Why Was the Dalai Lama Hanging Out with the Right-Wing American Enterprise Institute? [View all]

http://www.vanityfair.com/online/daily/2014/02/dalai-lama-american-enterprise-institute



For a moment, when I read Danielle Pletka’s e-mail, I wondered if it might be a joke. Pletka, vice president of the conservative Washington, D.C., think tank, the American Enterprise Institute, was writing to inquire whether “Vanity Fair would like to spend some quality time with His Holiness the Dalai Lama”. He, she went on, was going to be at A.E.I. for two days as its guest. He would be speaking there at a conference on “happiness, free enterprise, and human flourishing” at a private lunch and at several invitation-only discussion panels. I would be welcome to attend all of it, and could also expect an exclusive interview with him.
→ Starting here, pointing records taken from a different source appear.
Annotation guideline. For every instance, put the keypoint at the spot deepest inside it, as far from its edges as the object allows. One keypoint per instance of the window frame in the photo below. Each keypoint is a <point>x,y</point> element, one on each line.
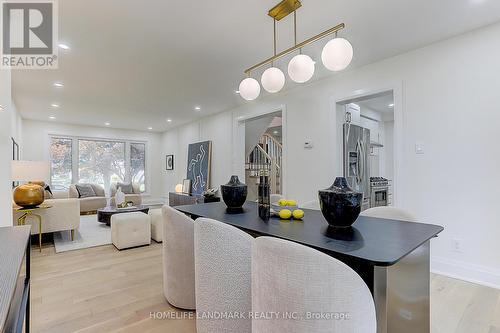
<point>76,153</point>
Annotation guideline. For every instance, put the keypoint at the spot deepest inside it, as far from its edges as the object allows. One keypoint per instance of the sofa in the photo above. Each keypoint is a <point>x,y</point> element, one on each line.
<point>135,197</point>
<point>90,204</point>
<point>63,215</point>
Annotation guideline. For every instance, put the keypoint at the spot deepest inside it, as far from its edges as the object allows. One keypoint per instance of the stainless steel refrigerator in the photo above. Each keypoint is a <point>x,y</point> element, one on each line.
<point>356,160</point>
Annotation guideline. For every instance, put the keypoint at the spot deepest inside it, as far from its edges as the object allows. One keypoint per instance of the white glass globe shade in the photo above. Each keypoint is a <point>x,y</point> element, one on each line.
<point>337,54</point>
<point>272,79</point>
<point>301,68</point>
<point>249,89</point>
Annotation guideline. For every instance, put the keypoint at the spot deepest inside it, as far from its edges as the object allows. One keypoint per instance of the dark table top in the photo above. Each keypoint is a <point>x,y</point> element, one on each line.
<point>379,242</point>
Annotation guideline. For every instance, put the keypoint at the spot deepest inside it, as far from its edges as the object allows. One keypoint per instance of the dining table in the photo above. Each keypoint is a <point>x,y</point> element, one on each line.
<point>391,256</point>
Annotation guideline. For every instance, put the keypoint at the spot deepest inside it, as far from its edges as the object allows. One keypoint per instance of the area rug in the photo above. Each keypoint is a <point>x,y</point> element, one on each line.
<point>90,234</point>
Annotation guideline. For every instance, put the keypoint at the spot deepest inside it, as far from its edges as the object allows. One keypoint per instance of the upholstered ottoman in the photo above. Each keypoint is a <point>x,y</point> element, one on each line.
<point>130,230</point>
<point>156,224</point>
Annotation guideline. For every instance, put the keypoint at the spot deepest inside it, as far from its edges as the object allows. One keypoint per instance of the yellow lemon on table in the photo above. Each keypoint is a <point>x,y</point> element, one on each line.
<point>282,202</point>
<point>298,214</point>
<point>285,214</point>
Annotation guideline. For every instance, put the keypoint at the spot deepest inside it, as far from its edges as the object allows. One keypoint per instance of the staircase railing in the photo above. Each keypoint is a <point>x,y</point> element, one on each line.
<point>267,155</point>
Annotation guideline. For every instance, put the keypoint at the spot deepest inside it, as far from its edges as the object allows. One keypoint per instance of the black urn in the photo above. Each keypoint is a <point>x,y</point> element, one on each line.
<point>340,205</point>
<point>234,193</point>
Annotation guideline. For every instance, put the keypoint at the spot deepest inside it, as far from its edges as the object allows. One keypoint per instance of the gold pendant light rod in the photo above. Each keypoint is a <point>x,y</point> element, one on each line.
<point>313,39</point>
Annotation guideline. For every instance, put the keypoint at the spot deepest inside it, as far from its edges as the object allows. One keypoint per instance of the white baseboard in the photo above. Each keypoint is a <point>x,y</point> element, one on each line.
<point>468,272</point>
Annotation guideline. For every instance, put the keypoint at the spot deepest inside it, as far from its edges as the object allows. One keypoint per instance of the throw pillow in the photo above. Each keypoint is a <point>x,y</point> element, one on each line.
<point>126,188</point>
<point>85,190</point>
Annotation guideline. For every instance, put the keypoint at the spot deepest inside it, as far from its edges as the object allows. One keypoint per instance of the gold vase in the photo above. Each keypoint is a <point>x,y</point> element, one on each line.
<point>29,195</point>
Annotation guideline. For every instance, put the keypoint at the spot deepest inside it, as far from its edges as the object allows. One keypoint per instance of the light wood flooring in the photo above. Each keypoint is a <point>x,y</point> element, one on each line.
<point>105,290</point>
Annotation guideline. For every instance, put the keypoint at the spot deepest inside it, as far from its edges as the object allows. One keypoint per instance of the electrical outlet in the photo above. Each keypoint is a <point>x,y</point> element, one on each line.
<point>456,245</point>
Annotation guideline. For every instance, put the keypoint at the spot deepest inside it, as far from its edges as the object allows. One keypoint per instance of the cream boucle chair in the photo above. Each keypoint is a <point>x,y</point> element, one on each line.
<point>223,269</point>
<point>178,259</point>
<point>291,278</point>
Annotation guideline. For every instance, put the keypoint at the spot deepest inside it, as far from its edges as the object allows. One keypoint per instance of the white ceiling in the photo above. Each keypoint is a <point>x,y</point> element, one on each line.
<point>136,63</point>
<point>380,103</point>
I had first met Pletka 12 years ago, when A.E.I., seen then as the intellectual command post of the neoconservative campaign for regime change in Iraq, welcomed another visitor from the East: Ahmed Chalabi, leader of the Iraqi National Congress, the purveyor of “intelligence” about Saddam Hussein that would later turn out to be bogus. The shift in emphasis seemed marked. It was always apparent that fulfilling Chalabi’s ambitions was likely to require a war. The maroon robes of His Holiness, Tibetan Buddhism’s spiritual leader and a lifelong advocate of nonviolence, are cut from very different cloth.

However, perhaps the most surprising thing about the Dalai Lama’s sojourn at the A.E.I., which took place at its downtown 17th Street headquarters on February 19 and 20, was that the relationship between spiritual leader and think tank began at his behest, not A.E.I.’s. In the very days last autumn, as Congressional Republicans were charging down the political blind alley of the government shutdown, Pletka and A.E.I.’s president, Arthur Brooks, were meditating with His Holiness at his base in Dharmsala, India, in the Himalayas. They were there at his invitation, which had been conveyed through mutual contacts at Radio Free Asia, the U.S.-government-funded broadcaster.

There was something, it seemed, about the A.E.I.’s message under Brooks’s leadership that had prompted the Dalai Lama to reach out. Part of it, I later learned, was Brooks’s assertion that the ultimate goal of public policy should be to maximize human happiness, not material wealth. Indeed, the title of one of Brooks’s books, published in 2008, is Gross National Happiness—a phrase that is also employed as the official metric of prosperity espoused by the rulers of the Buddhist kingdom of Bhutan.